Die Kontonummern vieler Kunden von Hanseservice wurden verwendet, um Abbuchungen ohne Einwilligung der Kontoinhaber vorzunehmen. Das hat der Öffentlichkeit verdeutlicht, dass Datenschutz und Privat­sphäre nicht nur die abstrakten Begriffe idealistischer Bürgerrechtler sind. Auch wer den staatlichen Angriffen auf den Datenschutz gleichgültig begegnet, weil er »nichts zu verbergen« hat, wie es häufig heißt, muss zumindest seine Kontodaten verstecken.
Nun übertreffen sich diejenigen mit Vorschlägen zur Verbesserung des Datenschutzes, die diesen in den vergangenen Jahren vor allem als Hindernis für die Terror- und Kriminalitätsbekämpfung gesehen haben.

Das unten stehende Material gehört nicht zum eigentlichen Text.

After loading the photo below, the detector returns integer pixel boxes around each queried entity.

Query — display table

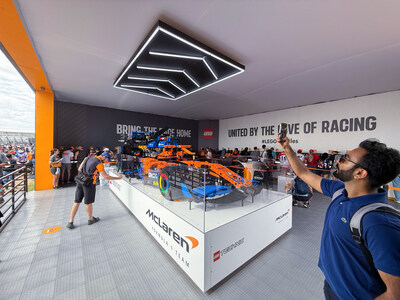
[109,172,292,292]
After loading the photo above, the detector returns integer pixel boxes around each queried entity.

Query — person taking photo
[277,134,400,299]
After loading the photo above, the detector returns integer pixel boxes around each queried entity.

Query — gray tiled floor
[0,187,340,299]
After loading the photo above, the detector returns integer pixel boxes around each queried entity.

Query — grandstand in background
[0,131,35,145]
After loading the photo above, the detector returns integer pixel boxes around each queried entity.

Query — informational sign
[219,91,400,152]
[110,172,204,290]
[203,128,214,139]
[55,101,199,150]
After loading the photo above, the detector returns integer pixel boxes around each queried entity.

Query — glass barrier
[116,154,292,232]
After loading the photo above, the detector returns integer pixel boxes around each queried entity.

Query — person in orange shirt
[49,148,62,189]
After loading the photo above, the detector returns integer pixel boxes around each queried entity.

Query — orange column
[0,0,54,190]
[35,91,54,190]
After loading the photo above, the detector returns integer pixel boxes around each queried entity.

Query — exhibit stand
[109,171,292,292]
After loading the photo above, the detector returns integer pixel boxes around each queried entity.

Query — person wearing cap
[67,153,122,229]
[15,149,28,164]
[296,149,305,162]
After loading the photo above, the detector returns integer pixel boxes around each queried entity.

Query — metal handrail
[0,166,28,233]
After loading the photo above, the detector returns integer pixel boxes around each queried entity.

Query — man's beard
[333,166,357,182]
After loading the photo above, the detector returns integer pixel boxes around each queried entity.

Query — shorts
[61,163,71,171]
[75,183,96,204]
[50,167,60,175]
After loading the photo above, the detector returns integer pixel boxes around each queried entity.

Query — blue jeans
[393,174,400,201]
[324,280,339,300]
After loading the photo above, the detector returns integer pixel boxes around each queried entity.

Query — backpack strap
[332,188,344,201]
[81,156,91,175]
[349,203,400,290]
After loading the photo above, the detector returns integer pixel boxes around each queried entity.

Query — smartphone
[279,123,287,141]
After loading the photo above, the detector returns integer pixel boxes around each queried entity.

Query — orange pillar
[0,0,54,190]
[35,90,54,190]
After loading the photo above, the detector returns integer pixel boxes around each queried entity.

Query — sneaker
[88,217,100,225]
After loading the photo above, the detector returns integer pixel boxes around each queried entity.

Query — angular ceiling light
[114,21,244,100]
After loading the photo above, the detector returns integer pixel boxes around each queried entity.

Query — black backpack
[332,188,400,289]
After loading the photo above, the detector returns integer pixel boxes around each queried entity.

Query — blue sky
[0,50,35,132]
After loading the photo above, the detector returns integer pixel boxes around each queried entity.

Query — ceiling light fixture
[203,58,218,79]
[136,65,183,73]
[149,51,203,60]
[121,84,175,98]
[128,76,186,93]
[183,70,200,87]
[114,21,244,100]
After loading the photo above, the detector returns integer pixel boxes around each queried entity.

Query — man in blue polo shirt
[277,134,400,299]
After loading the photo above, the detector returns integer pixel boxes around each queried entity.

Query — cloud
[0,51,35,132]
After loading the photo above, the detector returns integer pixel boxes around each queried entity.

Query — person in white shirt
[61,147,74,183]
[296,149,305,162]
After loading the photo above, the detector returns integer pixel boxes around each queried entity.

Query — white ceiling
[14,0,400,120]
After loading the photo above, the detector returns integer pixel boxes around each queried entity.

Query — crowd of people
[0,144,35,204]
[49,145,115,189]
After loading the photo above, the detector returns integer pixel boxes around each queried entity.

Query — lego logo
[214,250,221,262]
[185,236,199,249]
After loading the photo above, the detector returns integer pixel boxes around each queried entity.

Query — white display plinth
[110,172,292,292]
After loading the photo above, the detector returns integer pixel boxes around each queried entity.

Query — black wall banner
[54,101,198,150]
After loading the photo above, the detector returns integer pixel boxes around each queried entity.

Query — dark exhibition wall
[54,101,212,151]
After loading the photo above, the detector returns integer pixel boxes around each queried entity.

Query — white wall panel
[219,91,400,152]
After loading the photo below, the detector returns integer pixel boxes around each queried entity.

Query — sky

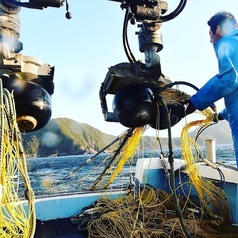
[19,0,238,137]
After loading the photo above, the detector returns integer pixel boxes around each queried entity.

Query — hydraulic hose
[158,95,192,238]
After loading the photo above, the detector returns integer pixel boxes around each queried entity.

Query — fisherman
[186,11,238,166]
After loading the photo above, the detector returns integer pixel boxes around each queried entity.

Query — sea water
[21,145,236,197]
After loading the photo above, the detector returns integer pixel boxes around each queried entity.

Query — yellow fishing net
[0,81,35,238]
[82,106,238,238]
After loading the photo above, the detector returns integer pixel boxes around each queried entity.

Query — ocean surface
[23,145,236,197]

Um den offensicht­lichen Widerspruch zwischen den derzeitigen Forderungen nach einem besseren Datenschutz und der Erweiterung staatlicher Überwachung aufzulösen, berufen sich autoritäre Innenpoli­tiker auf den vermeintlichen Unterschied zwischen dem staatlichen und privatwirtschaftlichen Sammeln von Daten. Dieter Wiefels­pütz, der innenpolitische Sprecher der SPD, zieht die Grenze auf der Webseite »abgeordnetenwatch.de« so: »Im staatlichen Bereich ist der Datenschutz grundsätzlich gewährleistet. Im privatwirtschaftlichen Bereich sieht das offenbar ganz anders aus.« Eine Begründung für seinen Glauben an den staatlichen Datenschutz bleibt Wiefelspütz schuldig. Sie dürfte ihm schwer fallen: So greift beispielsweise die Bundesagentur für Arbeit nach Angaben des Betreibers der Personensuchmaschine Yasni mehr als 20 000 Mal im Monat auf den Dienst zu, vermutlich um Arbeitslosen hinterherzuschnüffeln.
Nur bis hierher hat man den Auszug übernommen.